Stage 6: Guijuelo to Caceres, 175km, flat
At first glance this looks like a straightforward sprinters’ day. However, this is the Vuelta and while the run-in to the finish is hardly a climb, it is sufficiently uphill to favour the strong-men over the pure sprinters. We will probably still see a bunch sprint, but there’s just enough vertical gain to give late attackers a chance too.
The race is now coming into Extremadura, which means that the heat could prove to be a factor – no coastal breezes today! The finish is through the World Heritage city of Caceres and, with the sprint teams having their tails up after yesterday’s charge to the line, this should be a fast stage.
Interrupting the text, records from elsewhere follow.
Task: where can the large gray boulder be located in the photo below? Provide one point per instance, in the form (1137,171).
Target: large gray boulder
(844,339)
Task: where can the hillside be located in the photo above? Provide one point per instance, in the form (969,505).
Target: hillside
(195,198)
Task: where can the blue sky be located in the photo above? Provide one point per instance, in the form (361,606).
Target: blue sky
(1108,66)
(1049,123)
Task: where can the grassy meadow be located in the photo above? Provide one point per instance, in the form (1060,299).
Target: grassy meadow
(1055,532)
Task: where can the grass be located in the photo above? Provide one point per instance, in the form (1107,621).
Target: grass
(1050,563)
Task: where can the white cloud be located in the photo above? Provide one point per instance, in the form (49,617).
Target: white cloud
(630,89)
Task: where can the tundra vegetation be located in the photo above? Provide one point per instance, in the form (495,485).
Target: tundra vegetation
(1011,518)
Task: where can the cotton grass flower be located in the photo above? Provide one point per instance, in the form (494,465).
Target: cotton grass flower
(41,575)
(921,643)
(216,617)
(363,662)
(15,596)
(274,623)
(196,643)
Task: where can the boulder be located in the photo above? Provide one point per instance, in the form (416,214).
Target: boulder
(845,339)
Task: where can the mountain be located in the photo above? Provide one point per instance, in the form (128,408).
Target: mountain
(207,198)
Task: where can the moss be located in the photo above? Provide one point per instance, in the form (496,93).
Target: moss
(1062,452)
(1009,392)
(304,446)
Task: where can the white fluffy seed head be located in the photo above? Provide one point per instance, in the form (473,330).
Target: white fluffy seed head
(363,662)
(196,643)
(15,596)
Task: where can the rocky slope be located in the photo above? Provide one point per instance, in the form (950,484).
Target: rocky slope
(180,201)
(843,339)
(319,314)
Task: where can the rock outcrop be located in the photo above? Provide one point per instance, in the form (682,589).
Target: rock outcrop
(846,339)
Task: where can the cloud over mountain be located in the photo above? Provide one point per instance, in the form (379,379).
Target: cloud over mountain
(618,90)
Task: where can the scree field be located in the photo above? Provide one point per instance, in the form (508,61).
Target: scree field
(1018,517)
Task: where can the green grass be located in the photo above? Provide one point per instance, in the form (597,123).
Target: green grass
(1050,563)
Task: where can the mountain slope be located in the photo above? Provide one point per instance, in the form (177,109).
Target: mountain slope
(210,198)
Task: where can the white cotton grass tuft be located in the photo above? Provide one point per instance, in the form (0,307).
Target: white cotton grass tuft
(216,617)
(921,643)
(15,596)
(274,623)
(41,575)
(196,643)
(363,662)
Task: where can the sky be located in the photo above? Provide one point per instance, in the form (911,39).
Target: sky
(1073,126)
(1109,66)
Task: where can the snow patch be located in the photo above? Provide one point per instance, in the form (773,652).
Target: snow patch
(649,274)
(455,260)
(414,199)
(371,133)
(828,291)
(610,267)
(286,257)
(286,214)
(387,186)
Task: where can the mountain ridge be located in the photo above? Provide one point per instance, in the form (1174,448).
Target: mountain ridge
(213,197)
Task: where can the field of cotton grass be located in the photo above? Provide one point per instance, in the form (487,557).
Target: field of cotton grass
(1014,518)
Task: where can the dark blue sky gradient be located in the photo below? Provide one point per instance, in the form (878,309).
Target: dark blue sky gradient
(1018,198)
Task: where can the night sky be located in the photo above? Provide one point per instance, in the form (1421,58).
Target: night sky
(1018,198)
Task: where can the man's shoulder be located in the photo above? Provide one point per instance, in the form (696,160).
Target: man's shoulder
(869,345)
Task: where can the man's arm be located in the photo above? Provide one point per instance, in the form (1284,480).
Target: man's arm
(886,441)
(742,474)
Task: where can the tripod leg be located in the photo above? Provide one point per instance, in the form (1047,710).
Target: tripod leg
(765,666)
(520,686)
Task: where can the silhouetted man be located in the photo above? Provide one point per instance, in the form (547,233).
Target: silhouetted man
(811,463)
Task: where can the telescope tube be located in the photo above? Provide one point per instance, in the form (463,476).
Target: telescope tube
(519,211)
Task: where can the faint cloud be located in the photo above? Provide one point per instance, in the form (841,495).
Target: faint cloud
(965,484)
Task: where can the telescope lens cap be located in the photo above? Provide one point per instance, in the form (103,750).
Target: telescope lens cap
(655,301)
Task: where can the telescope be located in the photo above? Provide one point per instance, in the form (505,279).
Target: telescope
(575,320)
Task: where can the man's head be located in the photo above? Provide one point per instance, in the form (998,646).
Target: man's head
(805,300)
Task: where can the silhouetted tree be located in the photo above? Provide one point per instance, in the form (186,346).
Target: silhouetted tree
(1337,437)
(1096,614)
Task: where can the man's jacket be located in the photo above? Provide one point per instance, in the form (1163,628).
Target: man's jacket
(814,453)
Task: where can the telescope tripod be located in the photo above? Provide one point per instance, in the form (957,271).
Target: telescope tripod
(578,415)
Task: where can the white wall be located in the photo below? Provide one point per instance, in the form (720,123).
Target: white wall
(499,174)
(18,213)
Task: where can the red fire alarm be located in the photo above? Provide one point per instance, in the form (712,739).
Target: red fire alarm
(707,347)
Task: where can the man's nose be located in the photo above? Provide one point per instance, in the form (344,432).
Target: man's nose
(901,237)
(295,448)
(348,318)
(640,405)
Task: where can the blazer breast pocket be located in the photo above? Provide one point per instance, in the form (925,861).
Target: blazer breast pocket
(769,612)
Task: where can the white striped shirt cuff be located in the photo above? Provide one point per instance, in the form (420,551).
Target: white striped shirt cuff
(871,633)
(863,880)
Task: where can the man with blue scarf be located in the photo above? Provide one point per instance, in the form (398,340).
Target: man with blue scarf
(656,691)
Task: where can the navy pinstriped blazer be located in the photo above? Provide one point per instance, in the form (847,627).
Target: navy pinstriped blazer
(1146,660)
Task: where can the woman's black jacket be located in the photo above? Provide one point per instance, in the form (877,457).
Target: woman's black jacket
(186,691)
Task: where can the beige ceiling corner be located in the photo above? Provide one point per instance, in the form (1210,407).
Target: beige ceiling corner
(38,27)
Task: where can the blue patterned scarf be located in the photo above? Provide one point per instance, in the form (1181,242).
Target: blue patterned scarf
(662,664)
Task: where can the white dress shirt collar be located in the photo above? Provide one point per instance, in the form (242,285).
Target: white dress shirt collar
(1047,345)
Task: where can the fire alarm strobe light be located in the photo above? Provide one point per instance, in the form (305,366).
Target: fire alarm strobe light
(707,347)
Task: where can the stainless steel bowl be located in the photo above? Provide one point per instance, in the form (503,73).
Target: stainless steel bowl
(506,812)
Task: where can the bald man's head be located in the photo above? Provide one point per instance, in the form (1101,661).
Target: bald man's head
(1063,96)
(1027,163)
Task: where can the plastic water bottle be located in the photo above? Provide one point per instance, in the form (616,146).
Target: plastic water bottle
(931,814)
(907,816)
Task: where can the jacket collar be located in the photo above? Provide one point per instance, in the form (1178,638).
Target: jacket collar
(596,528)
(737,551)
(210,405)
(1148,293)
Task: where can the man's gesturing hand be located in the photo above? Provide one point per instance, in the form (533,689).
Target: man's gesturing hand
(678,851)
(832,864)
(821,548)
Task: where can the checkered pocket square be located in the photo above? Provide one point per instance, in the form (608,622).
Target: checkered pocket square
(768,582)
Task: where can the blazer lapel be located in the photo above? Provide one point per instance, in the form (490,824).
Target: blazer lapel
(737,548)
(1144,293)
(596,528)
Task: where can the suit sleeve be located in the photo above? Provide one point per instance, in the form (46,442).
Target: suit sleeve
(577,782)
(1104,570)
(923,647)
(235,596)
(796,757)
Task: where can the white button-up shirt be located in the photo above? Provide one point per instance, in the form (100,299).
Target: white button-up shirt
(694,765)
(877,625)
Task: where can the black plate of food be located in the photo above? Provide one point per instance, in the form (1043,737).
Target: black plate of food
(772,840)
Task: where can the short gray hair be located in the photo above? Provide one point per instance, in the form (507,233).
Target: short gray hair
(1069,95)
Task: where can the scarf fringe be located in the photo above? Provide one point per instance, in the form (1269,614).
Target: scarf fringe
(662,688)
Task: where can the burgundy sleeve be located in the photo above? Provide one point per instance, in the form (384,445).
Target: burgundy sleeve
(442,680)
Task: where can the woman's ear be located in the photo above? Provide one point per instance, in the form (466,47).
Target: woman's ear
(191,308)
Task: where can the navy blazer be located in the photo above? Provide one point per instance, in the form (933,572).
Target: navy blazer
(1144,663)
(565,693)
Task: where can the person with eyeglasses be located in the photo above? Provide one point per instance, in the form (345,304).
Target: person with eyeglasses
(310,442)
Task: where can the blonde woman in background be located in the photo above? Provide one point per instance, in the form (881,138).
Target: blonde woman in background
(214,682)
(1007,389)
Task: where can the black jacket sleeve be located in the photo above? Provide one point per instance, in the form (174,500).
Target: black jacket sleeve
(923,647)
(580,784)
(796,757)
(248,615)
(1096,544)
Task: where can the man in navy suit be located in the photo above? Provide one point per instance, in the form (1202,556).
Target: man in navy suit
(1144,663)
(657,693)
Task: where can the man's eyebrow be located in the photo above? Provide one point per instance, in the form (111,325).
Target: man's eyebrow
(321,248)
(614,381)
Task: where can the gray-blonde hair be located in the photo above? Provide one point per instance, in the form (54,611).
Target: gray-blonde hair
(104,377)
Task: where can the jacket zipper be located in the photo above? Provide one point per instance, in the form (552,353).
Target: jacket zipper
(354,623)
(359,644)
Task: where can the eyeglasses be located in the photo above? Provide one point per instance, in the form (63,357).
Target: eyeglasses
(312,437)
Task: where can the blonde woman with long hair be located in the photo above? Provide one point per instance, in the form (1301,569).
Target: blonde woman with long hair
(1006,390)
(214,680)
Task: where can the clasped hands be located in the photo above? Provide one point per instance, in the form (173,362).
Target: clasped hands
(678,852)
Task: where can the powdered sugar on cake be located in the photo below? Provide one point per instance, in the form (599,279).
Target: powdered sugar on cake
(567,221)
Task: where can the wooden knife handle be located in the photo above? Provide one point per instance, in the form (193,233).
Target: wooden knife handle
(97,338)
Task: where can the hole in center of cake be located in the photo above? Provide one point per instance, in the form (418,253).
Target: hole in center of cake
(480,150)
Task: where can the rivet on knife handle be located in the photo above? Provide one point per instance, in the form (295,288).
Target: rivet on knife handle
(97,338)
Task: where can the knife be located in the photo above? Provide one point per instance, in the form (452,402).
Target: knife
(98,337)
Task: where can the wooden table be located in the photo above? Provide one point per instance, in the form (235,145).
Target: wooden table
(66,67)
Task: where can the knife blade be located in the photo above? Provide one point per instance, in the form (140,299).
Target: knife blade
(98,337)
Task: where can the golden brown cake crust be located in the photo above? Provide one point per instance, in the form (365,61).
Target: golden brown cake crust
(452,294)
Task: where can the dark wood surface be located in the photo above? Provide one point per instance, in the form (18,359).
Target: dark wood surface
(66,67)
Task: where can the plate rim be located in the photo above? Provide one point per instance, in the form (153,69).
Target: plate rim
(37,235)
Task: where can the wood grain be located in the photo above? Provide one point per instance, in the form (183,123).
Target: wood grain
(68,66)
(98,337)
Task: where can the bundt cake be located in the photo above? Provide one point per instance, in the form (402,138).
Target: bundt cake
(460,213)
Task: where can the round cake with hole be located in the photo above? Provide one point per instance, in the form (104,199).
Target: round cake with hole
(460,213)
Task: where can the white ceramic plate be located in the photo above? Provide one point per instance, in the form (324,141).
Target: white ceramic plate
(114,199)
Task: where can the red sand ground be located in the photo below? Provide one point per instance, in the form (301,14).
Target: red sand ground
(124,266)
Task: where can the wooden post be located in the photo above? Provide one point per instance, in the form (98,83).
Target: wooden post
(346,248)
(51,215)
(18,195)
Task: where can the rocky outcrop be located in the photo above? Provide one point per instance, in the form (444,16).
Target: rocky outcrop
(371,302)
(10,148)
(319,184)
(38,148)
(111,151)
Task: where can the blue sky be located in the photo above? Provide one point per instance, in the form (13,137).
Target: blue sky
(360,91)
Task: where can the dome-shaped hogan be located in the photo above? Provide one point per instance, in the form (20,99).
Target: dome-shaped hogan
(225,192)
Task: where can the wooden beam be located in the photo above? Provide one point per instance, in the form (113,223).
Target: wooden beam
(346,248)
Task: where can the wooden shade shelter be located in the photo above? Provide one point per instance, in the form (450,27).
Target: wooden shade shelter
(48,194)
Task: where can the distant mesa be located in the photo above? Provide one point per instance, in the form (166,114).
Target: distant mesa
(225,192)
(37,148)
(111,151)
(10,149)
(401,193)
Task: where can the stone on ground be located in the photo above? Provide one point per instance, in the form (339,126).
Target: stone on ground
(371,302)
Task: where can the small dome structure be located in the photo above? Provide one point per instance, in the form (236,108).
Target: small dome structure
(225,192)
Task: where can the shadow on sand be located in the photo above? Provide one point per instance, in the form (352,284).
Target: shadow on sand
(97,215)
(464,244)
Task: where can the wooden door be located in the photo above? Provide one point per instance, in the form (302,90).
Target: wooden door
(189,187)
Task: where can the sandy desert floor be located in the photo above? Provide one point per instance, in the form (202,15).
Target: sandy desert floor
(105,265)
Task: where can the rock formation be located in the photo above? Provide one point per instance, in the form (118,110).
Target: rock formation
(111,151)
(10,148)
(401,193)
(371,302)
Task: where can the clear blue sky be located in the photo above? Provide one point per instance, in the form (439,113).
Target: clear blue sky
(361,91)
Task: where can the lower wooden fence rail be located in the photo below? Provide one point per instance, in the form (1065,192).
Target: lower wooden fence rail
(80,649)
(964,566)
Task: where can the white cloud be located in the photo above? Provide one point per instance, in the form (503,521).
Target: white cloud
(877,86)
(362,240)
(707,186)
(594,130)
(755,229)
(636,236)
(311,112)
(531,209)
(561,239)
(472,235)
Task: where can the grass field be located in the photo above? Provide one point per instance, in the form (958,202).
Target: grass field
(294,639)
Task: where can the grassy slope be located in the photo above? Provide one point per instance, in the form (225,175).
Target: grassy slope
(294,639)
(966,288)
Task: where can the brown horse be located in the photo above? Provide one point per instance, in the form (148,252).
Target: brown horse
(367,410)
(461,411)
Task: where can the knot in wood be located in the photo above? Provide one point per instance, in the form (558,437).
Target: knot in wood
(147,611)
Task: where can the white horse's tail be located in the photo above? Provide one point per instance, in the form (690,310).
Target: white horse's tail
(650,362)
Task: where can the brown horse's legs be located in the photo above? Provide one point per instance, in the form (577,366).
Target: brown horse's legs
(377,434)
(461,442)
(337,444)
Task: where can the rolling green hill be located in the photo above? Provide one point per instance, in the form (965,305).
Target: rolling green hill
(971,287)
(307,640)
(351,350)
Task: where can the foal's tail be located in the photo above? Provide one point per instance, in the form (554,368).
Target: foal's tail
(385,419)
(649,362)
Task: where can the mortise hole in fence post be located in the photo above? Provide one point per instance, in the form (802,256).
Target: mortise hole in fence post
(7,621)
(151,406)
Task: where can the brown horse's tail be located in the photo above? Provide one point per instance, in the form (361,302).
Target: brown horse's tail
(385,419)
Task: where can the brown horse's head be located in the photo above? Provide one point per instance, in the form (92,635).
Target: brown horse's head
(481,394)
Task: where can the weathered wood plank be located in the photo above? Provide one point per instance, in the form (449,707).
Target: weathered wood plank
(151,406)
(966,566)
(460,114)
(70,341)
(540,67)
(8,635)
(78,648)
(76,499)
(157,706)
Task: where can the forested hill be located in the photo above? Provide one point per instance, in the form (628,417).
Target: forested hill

As yesterday, don’t expect Astana to work overly hard to defend Vincenzo Nibali‘s race lead – they’ll be happy to kick back and let the sprinters’ teams to the heavy lifting again. Today’s lumpy bits are relatively benign, so don’t expect the peloton to exert themselves overly until the closing kilometres. The final 7km averages 1.6%, but this includes a fairly sharp kick-up just inside 4km which will feel like hitting a wall to the speeding bunch. And then the final 2.5km features three roundabouts followed by a sharp right bend and then a sharp left at about 600 metres. Routine bunch sprint? I doubt it. Look for the same suspects we have seen feature over the last two days to be at the sharp end again. What price Orica-GreenEDGE’s Michael Matthews producing a repeat performance of yesterday’s victory?
Bit of trivia: The Vuelta has been the most moveable of feasts, jumping around the racing calendar from April to August and everything in between since its inception in 1935. It has held its current position at the end of August since 1995.